Qos-group is a flag that can be set and matched on packets, and is local to the router; that is, it is not an industry standard flag, or a flag that is part of the IP or Ethernet headers.  The qos-group is very useful because it allows you to apply QOS policy without modifying a packet.  For example, in the above question we could have set a DSCP or IP Precedence value, then matched based on that.  However, that would modify the packet and change those values; which might have been set by other devices in the network.


In this example we are setting QOS Group 1 on any packets entering the PPP serial link from R3 using the policy-map IN_S0-1.  We are also setting QOS Group 2 on any non-HTTPS packet entering FastEthernet0/0 using policy-map IN_FA0-0.  We are then reserving bandwidth for QOS Group 1, and dropping QOS Group 2 in policy-map OUT_S0-0.

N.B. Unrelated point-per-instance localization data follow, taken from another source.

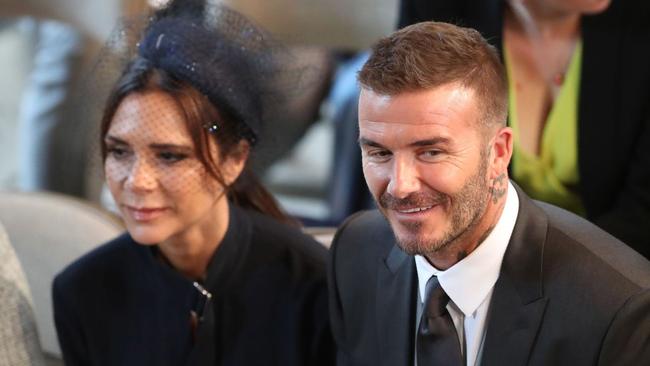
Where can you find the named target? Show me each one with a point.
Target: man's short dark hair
(430, 54)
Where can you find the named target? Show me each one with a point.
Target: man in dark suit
(458, 266)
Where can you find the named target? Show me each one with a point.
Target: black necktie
(437, 340)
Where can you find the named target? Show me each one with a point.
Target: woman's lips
(144, 214)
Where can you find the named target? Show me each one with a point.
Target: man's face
(426, 163)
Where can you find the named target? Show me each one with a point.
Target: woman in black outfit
(210, 271)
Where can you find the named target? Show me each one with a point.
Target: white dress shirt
(470, 282)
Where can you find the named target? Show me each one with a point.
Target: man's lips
(413, 210)
(144, 213)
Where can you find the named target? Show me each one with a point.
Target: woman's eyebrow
(115, 140)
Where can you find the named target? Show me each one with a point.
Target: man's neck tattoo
(498, 188)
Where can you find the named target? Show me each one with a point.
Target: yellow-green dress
(552, 176)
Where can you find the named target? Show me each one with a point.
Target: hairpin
(211, 127)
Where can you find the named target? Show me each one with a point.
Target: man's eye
(170, 157)
(379, 155)
(430, 154)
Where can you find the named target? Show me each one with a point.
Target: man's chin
(419, 244)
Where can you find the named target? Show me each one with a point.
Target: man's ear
(500, 152)
(234, 163)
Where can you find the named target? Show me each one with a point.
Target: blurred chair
(48, 231)
(19, 343)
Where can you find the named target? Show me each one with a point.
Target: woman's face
(160, 186)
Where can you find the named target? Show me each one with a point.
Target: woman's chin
(146, 236)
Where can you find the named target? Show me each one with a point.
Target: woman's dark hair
(200, 113)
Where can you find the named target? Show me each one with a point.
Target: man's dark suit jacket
(613, 107)
(568, 294)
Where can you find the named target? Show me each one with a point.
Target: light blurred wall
(346, 24)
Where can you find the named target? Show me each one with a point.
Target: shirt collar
(468, 282)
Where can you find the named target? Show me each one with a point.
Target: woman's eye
(117, 152)
(170, 157)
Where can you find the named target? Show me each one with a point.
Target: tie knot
(435, 303)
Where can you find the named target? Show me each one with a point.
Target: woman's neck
(190, 251)
(550, 23)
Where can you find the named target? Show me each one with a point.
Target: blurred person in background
(578, 80)
(19, 343)
(211, 271)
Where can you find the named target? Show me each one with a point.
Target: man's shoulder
(572, 240)
(366, 230)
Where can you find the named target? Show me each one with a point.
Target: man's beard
(466, 208)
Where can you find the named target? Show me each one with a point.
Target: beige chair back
(48, 231)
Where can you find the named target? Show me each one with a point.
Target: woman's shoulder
(281, 237)
(104, 261)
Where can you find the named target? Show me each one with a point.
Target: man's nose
(404, 179)
(141, 176)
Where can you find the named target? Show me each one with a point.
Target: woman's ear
(234, 163)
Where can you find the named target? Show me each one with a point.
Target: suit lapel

An important point to remember is that policy-maps are "first hit exit" policies.  Meaning traffic is compared to each class within the policy-map, and as soon as it finds one that matches, the actions in that class are executed and the policy-map is exited.  In the example of IN_FA0-0 we can see that we are matching HTTPS traffic, and applying no action to it.  All other traffic hits the class class-default and has a QOS-GROUP 2 set on it.  An alternative to this configuration would be to set QOS-GROUP 2 on all traffic entering FastEthernet0/0, then in policy-map OUT_S0-0 you could match HTTPS and do nothing to it, thereby bypassing the drop associated with QOS GROUP 2.  Both options are valid and would be awarded full credit in the CCIE lab.


DocCD items to reference:

Configuration Guide (Class-Based Weighted Fair Queueing Configuration Task List)



match protocol

drop (in a class-map)

set qos-group

service-policy in

service-policy out

show policy-map interface


  1. Hello! I really like your ALU posts. I stumbled upon your site while doing some research on spaced learning that I learned from Greg Ferro (Etherealmind.com) and in turn lead me to yours.

    I have a question about creating flash cards. When you create them, do you write out the question on one side of an index card and write the "entire" solution on the back? I'm kinda curious if I should put "meaty" details in the answer/solution part of the flash card, or just enough information to jog your memory of related solutions but are not necessarily written down on the back of the flash card. The solutions just seem a bit long to fit in a small flash card.

  2. Hi Aragoen!

    Thank you for the kind words, I'm glad you are enjoying my posts. I have been pretty occupied on a job for the past week or so; so I apologize for not churning them out quite as fast as usual.

    As for my cards, I generally put exactly what I am supposed to type at the command line. Then when I pick up a card, I actually go to a router (or a dynamips session), and do what the question says. I then will verify the configuration inside the router, and then finally turn the card over.

    Also, I use very large cards, they are 5"x7" and are easily able to go through a laser printer, so I was able to copy directly from my notes onto the back of the card. I would imagine full sheets of paper would work just as well too.

    Thanks again for reading my blog, I felt a strong need to give back to the CCIE community after I passed, and I am very happy that my work is helping others!